Enid is a bright, intelligent woman who gets around wartime paper rationing by having her books published by six different publishers, seeming desperate to give the children 'something comforting, something they can rely on.' It's almost as if she is trying to mend her own childhood wounds by giving these stories to the children of the world. I can also understand the way she cuts herself off from her family and the wounds of her childhood and unhappy relationship with her mother. I think there is a part of all of us that is trying to escape the sadnesses in our childhoods, and I can understand it. I feel as if, although I can understand it, the film does not try to explain it, and only lets Helena Bonham Carter's understated acting tell the tale, and I am not sure that all the viewers will understand what is behind it. I think you really have to know the different types of people in the world to be able to understand Enid Blyton and what it is that drives her.

Enid yearns to break free of her mother's world of 'strangulated respectability.' She often does not fit with society, or care what they think. While it seems cruel, she is unable to connect with her brothers because of their connection to her mother and the pain those memories bring her. In the scene after she sends her brother away, it is clear that she is racked with emotional pain and has no idea how to deal with it. She is running so hard from her past, desperate for it never to catch up with her. 'Different world, different girl' she says. She has built herself a new world, and cannot bear to have her reality shattered.

When, after her unborn son's death she writes Noddy and then places the little Noddy figurine by the picture of her two daughters indicates a deep love for her children and a grief at this child never having been a part of her family.

The film does not show much of her decline into dementia, but the last scene, where we suspect the beginnings of it, and she is left alone in a room by herself after the children she has read to are gone is poignant in itself.

This is a beautiful movie.

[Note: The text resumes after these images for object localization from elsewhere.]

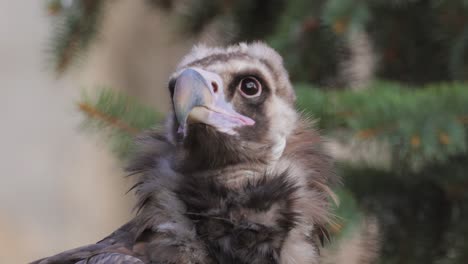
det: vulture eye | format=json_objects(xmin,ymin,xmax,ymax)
[{"xmin": 238, "ymin": 77, "xmax": 262, "ymax": 98}]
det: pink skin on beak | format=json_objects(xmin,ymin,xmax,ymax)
[{"xmin": 172, "ymin": 68, "xmax": 255, "ymax": 136}]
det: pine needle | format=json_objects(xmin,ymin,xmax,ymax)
[
  {"xmin": 78, "ymin": 102, "xmax": 139, "ymax": 135},
  {"xmin": 49, "ymin": 0, "xmax": 104, "ymax": 74},
  {"xmin": 296, "ymin": 81, "xmax": 468, "ymax": 170},
  {"xmin": 78, "ymin": 89, "xmax": 161, "ymax": 160}
]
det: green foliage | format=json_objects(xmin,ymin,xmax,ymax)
[
  {"xmin": 342, "ymin": 157, "xmax": 468, "ymax": 264},
  {"xmin": 281, "ymin": 0, "xmax": 468, "ymax": 83},
  {"xmin": 176, "ymin": 0, "xmax": 223, "ymax": 36},
  {"xmin": 296, "ymin": 82, "xmax": 468, "ymax": 170},
  {"xmin": 267, "ymin": 0, "xmax": 343, "ymax": 84},
  {"xmin": 44, "ymin": 1, "xmax": 468, "ymax": 263},
  {"xmin": 322, "ymin": 0, "xmax": 370, "ymax": 32},
  {"xmin": 47, "ymin": 0, "xmax": 468, "ymax": 84},
  {"xmin": 176, "ymin": 0, "xmax": 286, "ymax": 41},
  {"xmin": 170, "ymin": 0, "xmax": 468, "ymax": 84},
  {"xmin": 328, "ymin": 188, "xmax": 363, "ymax": 242},
  {"xmin": 79, "ymin": 89, "xmax": 161, "ymax": 160},
  {"xmin": 48, "ymin": 0, "xmax": 104, "ymax": 73}
]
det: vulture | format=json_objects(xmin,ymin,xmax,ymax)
[{"xmin": 33, "ymin": 42, "xmax": 338, "ymax": 264}]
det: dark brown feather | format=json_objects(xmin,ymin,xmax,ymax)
[{"xmin": 32, "ymin": 42, "xmax": 339, "ymax": 264}]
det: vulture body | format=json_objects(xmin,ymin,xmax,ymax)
[{"xmin": 33, "ymin": 42, "xmax": 338, "ymax": 264}]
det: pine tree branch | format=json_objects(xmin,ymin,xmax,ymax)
[
  {"xmin": 297, "ymin": 81, "xmax": 468, "ymax": 170},
  {"xmin": 355, "ymin": 124, "xmax": 396, "ymax": 139},
  {"xmin": 78, "ymin": 102, "xmax": 139, "ymax": 135},
  {"xmin": 77, "ymin": 89, "xmax": 160, "ymax": 160},
  {"xmin": 458, "ymin": 115, "xmax": 468, "ymax": 124},
  {"xmin": 355, "ymin": 114, "xmax": 468, "ymax": 139},
  {"xmin": 56, "ymin": 31, "xmax": 79, "ymax": 73},
  {"xmin": 51, "ymin": 0, "xmax": 104, "ymax": 74}
]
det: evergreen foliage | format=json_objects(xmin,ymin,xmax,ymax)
[
  {"xmin": 343, "ymin": 157, "xmax": 468, "ymax": 263},
  {"xmin": 267, "ymin": 0, "xmax": 344, "ymax": 85},
  {"xmin": 46, "ymin": 1, "xmax": 468, "ymax": 263},
  {"xmin": 78, "ymin": 89, "xmax": 161, "ymax": 159},
  {"xmin": 296, "ymin": 82, "xmax": 468, "ymax": 170},
  {"xmin": 76, "ymin": 83, "xmax": 468, "ymax": 263},
  {"xmin": 47, "ymin": 0, "xmax": 104, "ymax": 73},
  {"xmin": 48, "ymin": 0, "xmax": 468, "ymax": 84}
]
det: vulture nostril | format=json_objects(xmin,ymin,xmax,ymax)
[
  {"xmin": 168, "ymin": 78, "xmax": 176, "ymax": 98},
  {"xmin": 211, "ymin": 81, "xmax": 218, "ymax": 93}
]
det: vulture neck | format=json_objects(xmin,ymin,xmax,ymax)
[{"xmin": 179, "ymin": 126, "xmax": 273, "ymax": 172}]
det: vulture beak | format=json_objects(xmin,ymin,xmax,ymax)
[{"xmin": 173, "ymin": 68, "xmax": 255, "ymax": 135}]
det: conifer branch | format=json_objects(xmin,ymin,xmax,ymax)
[
  {"xmin": 297, "ymin": 82, "xmax": 468, "ymax": 169},
  {"xmin": 78, "ymin": 102, "xmax": 139, "ymax": 135},
  {"xmin": 77, "ymin": 89, "xmax": 161, "ymax": 159},
  {"xmin": 50, "ymin": 0, "xmax": 104, "ymax": 74}
]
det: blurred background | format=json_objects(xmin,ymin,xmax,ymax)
[{"xmin": 1, "ymin": 0, "xmax": 468, "ymax": 263}]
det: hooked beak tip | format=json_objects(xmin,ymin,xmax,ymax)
[
  {"xmin": 172, "ymin": 68, "xmax": 254, "ymax": 135},
  {"xmin": 172, "ymin": 68, "xmax": 211, "ymax": 126}
]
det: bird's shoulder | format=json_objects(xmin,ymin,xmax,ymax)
[{"xmin": 30, "ymin": 222, "xmax": 145, "ymax": 264}]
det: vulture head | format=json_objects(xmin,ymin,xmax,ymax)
[{"xmin": 167, "ymin": 43, "xmax": 300, "ymax": 170}]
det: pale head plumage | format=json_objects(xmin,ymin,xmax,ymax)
[{"xmin": 166, "ymin": 42, "xmax": 301, "ymax": 169}]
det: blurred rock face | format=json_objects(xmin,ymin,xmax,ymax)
[{"xmin": 0, "ymin": 1, "xmax": 192, "ymax": 263}]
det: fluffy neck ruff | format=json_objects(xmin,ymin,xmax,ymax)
[
  {"xmin": 126, "ymin": 117, "xmax": 337, "ymax": 264},
  {"xmin": 128, "ymin": 117, "xmax": 336, "ymax": 222}
]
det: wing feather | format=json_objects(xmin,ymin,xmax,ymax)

It is not a movie that everyone understands, as some of the reviews on IMDb show, but I think it is a wonderful insight into a confused and difficult woman, that tries to get to the heart of the misery and personality that made her life so unhappy, despite the happiness that she gave to others.  

1 comment:

  1. I wanted to see this so badly! i love the maine actress, she's been in so many movies like fight club! oh and the kings speach of course. Well I'll def have to see it now!